One day it rained, whole bucketsful of water, that poured in torrents from a miserable, angry sky. Too wet a day for bits of boys to be trudging to school, so Titee's mother thought; so she kept him at home to watch the weather through the window, fretting and fuming like a regular storm in miniature. As the day wore on, and the rain did not abate, his mother kept a strong watch upon him, for he tried many times to slip away.

Dinner came and went, and the gray soddenness of the skies deepened into the blackness of coming night. Someone called Titee to go to bed, and Titee was nowhere to be found.

Under the beds, in closets and corners, in such impossible places as the soap-dish and water-pitcher even, they searched, but he had gone as completely as if he had been spirited away. It was of no use to call up the neighbors, he had never been near their houses, they affirmed, so there was nothing to do but to go to the railroad track where Titee had been seen so often trudging in the shrill north-wind.
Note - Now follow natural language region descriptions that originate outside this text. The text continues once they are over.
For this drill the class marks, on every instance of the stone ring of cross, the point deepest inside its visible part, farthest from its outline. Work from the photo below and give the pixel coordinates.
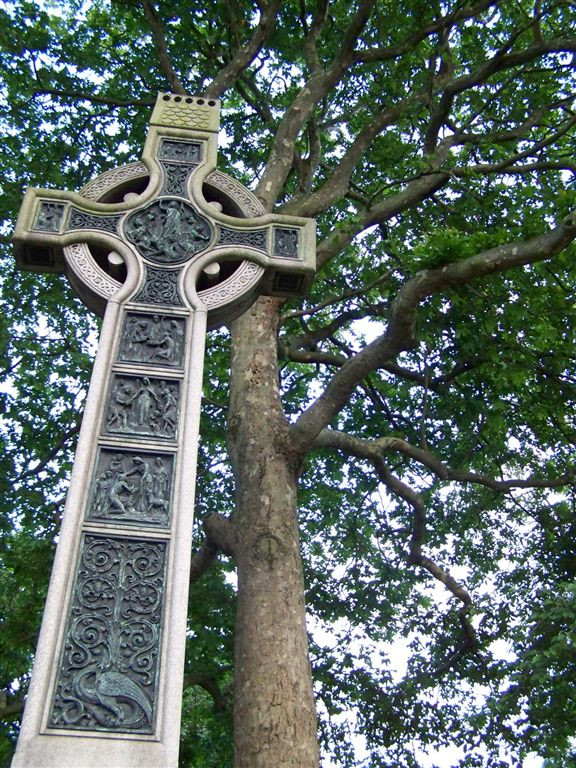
(169, 228)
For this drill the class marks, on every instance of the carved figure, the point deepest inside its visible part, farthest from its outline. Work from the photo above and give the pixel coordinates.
(169, 230)
(139, 492)
(143, 492)
(169, 413)
(121, 401)
(156, 339)
(143, 401)
(107, 689)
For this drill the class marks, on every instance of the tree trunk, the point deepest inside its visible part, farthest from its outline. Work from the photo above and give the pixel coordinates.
(274, 714)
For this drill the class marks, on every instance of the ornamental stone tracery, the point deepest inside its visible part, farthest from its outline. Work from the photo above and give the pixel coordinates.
(165, 248)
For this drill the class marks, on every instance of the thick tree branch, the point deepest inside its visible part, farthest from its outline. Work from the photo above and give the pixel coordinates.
(374, 451)
(161, 47)
(243, 57)
(202, 560)
(281, 156)
(400, 334)
(444, 23)
(414, 192)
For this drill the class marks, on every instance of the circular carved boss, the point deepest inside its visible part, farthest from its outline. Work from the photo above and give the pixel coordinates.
(168, 231)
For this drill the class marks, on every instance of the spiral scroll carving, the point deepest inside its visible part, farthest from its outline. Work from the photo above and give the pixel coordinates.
(107, 679)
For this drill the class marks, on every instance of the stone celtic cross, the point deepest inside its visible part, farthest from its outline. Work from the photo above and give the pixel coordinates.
(165, 249)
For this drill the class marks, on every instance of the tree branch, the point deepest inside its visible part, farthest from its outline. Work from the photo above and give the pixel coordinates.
(374, 450)
(161, 47)
(400, 334)
(281, 156)
(243, 57)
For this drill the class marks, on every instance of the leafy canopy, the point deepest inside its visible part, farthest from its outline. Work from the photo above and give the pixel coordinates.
(434, 144)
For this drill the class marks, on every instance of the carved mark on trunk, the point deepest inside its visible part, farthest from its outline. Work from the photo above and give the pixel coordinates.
(266, 549)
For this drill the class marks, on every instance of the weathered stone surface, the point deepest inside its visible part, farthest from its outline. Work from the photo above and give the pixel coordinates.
(142, 245)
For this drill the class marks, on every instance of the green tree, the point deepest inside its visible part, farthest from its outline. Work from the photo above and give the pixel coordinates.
(409, 428)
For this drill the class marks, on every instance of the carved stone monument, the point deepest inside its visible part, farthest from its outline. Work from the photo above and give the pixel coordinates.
(164, 249)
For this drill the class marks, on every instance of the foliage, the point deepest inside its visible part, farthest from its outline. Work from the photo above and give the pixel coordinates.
(437, 512)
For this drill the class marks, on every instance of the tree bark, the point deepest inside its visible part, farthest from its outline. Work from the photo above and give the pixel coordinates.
(274, 713)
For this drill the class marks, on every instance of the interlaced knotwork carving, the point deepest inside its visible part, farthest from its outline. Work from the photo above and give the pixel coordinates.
(286, 242)
(160, 287)
(255, 238)
(132, 487)
(49, 216)
(81, 220)
(80, 260)
(95, 189)
(168, 231)
(249, 203)
(108, 672)
(143, 406)
(179, 151)
(246, 276)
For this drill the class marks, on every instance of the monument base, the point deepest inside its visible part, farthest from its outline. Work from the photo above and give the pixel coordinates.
(74, 751)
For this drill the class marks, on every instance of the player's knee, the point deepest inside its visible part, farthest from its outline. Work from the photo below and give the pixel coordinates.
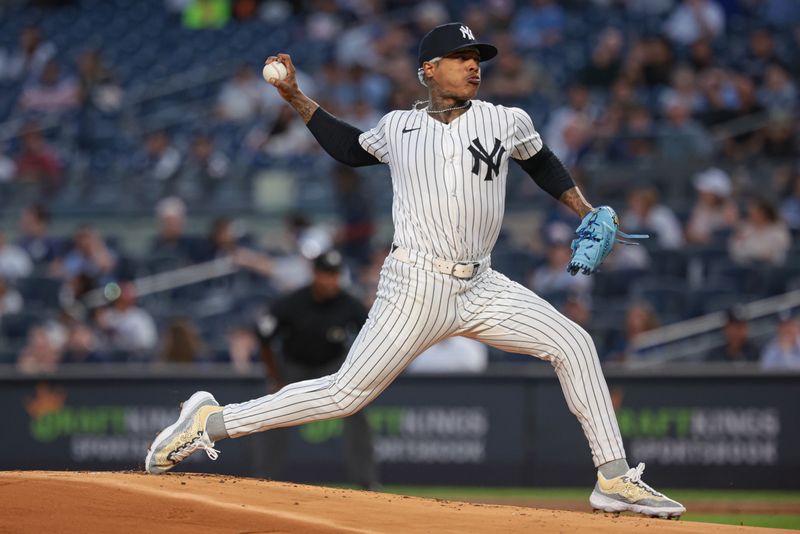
(348, 400)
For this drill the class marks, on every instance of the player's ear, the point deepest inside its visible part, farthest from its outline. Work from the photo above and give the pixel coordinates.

With lanterns and sticks, and his little yellow dog, the rescuing party started down the track. The rain had ceased falling, but the wind blew a gale, scurrying great gray clouds over a fierce sky. It was not exactly dark, though in this part of the city there is neither gas nor electricity, and on such a night as this neither moon nor stars dared show their faces in so gray a sky; but a sort of all-diffused luminosity was in the air, as though the sea of atmosphere was charged with an ethereal phosphorescence.

Search as they did, there were no signs of Titee. The soft earth between the railroad ties crumbled between their feet without showing any small tracks or footprints.

"Mais, we may as well return," said the big brother; "he is not here."

"Oh, mon Dieu," urged the mother, "he is, he is; I know it."

So on they went, slipping on the wet earth, stumbling over the loose rocks, until a sudden wild yelp from Tiger brought them to a standstill. He had rushed ahead of them, and his voice could be heard in the distance, howling piteously.

With a fresh impetus the little muddy party hurried forward. Tiger's yelps could be heard plainer and plainer, mingled now with a muffled, plaintive little wail.

After a while they found a pitiful little heap of sodden rags, lying at the foot of a mound of earth and stones thrown upon the side of the track. It was Titee with a broken leg, all wet and miserable and moaning.